One way to recognize someone not local to the Washington, DC area is to watch them as they attempt to ride the Metro. If they call it a subway, or “the” subway, they aren’t local. If they stand on the left hand side of an escalator, they aren’t local. There is a strong local tradition that when riding a Metro escalator, you stand to the right side. The left side is for people who want to WALK it as well, i.e. walking in the direction of travel so as to make their final velocity = velocity of escalator + their walking speed.
I read that article and looked at the pictures and still can’t get a hold of how that thing is better. It seems to me that they are merely pushing the left turn lane at an intersection forward a few hundred feet, into an area where cars are going to be moving faster since it’s not the intersection, jamming up the road further on, and then additionally, forcing people into a U-turn in traffic without the benefit of traffic lights
How is this better or safe? The article says it reduced congestion and accidents but I’m having a hard time figuring out how.
How nice to see an OP from Charleston - I grew up on James Island, and still miss seeing all the sobs downtown. One of my good friends makes a living fleecing… er, selling trinkets to… tourists in the Market. He’s quite good at it.
It’s very easy to tell “snowbirds” here in the southeast - it’s harder to know about someone truly ‘local’ in terms of the actual town or city in the middle of nowhere truly important, but if someone’s a retiree from Florida or from the midwest (which is oddly where just about all of our retirees seem to be from…) they stick out like a sore thumb.
Usually all they have to do is be driving; most usually, it comes up when someone doesn’t realize that a proper set of directions includes at least one reference to a landmark which is no longer in existence.
Or you notice when they are speaking, especially if they’re ordering food in a restaurant or a deli counter. No understanding of how tea is supposed to work, or arcane references to something called ‘pop.’
In Phoenix in winter, the visitors (snowbirds) are walking around in T-shirts and shorts, while the natives are bundled up in down parkas, long pants and maybe even ski masks.
When I mention I went to a concert at the O-rena and they know what I’m talking about.
Between the O-rena and the present Amway Center, the venue had lots of other names based on corporate sponsorship, but to me it was always the O-rena (Orlando Arena).
When I mention I went to a concert at the O-rena and they know what I’m talking about.

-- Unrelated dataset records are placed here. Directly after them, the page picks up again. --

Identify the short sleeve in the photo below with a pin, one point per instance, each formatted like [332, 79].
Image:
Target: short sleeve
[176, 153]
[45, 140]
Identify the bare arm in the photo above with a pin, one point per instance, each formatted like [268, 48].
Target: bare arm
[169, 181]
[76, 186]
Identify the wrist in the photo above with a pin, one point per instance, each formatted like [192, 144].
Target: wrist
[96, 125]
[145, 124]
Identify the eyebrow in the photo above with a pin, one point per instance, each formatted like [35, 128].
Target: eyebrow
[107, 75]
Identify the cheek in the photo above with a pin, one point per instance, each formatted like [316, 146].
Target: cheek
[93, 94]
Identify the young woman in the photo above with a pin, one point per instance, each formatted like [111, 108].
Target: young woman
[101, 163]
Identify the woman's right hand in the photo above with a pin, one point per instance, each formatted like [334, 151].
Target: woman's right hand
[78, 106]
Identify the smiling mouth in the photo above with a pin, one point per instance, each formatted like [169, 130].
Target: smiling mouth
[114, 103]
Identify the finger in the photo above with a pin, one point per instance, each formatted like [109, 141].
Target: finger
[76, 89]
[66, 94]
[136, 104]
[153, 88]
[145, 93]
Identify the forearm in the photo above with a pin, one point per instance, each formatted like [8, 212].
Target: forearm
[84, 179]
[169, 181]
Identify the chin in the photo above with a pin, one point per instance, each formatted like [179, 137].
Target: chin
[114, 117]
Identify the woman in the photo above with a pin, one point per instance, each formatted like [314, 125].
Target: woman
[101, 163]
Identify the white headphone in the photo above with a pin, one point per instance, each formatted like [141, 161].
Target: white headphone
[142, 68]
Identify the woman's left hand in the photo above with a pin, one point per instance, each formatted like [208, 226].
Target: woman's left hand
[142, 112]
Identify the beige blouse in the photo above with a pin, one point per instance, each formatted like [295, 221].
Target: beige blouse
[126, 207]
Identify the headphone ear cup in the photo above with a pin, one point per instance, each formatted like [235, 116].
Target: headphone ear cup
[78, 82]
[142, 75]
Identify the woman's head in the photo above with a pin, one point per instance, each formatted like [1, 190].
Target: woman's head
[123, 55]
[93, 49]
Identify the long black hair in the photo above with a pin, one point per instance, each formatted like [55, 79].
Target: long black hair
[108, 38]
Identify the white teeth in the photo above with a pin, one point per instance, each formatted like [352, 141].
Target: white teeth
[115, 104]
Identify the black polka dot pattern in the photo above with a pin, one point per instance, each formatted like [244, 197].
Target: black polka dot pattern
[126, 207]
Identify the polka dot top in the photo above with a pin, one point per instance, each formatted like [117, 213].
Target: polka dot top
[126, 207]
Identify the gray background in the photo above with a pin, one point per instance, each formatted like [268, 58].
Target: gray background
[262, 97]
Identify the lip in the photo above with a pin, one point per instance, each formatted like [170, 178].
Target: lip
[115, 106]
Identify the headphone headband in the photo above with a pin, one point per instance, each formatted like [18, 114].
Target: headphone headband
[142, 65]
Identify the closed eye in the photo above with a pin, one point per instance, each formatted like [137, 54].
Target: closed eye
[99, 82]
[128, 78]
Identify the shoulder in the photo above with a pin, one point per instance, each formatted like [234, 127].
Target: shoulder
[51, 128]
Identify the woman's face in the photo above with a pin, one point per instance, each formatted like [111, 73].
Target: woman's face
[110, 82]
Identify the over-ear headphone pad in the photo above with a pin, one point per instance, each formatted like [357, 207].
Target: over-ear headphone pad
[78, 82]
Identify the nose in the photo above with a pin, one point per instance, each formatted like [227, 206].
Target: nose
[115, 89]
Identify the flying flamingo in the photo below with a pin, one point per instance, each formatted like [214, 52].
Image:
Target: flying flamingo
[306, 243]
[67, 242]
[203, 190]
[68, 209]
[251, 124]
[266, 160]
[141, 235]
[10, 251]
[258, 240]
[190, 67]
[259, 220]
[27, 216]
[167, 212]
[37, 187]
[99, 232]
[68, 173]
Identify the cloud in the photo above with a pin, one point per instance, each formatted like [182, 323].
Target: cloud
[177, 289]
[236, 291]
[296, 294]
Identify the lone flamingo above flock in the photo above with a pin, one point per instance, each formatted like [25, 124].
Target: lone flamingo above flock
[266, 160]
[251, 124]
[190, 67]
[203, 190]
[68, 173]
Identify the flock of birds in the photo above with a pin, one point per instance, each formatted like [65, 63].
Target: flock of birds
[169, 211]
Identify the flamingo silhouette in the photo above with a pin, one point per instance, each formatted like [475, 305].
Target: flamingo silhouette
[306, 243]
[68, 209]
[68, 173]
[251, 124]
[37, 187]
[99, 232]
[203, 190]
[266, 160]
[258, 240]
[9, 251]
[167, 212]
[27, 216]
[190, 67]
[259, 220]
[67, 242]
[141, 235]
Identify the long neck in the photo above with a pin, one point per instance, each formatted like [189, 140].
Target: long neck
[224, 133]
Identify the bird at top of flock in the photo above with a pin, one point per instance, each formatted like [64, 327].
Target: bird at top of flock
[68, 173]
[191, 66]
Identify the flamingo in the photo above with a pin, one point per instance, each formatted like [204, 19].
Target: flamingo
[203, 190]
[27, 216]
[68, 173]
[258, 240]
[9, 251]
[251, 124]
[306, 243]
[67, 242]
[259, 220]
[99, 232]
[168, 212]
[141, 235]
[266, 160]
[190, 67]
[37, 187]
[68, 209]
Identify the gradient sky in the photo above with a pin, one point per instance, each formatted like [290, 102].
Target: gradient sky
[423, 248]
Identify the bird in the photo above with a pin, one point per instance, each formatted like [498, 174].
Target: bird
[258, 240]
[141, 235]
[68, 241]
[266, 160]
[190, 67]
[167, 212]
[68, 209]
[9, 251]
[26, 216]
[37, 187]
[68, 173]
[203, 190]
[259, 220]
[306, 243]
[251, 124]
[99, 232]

Between the O-rena and the present Amway Center, the venue had lots of other names based on corporate sponsorship, but to me it was always the O-rena (Orlando Arena).
God, I wish this were universal behavior everywhere. Why the hell do people get so lazy the second that they step onto an escalator? I find that at airports, especially, it’s quicker for me to walk up or down the adjacent stairway than the use the escalators, due to all of the inconsiderate people that just stand there blocking it.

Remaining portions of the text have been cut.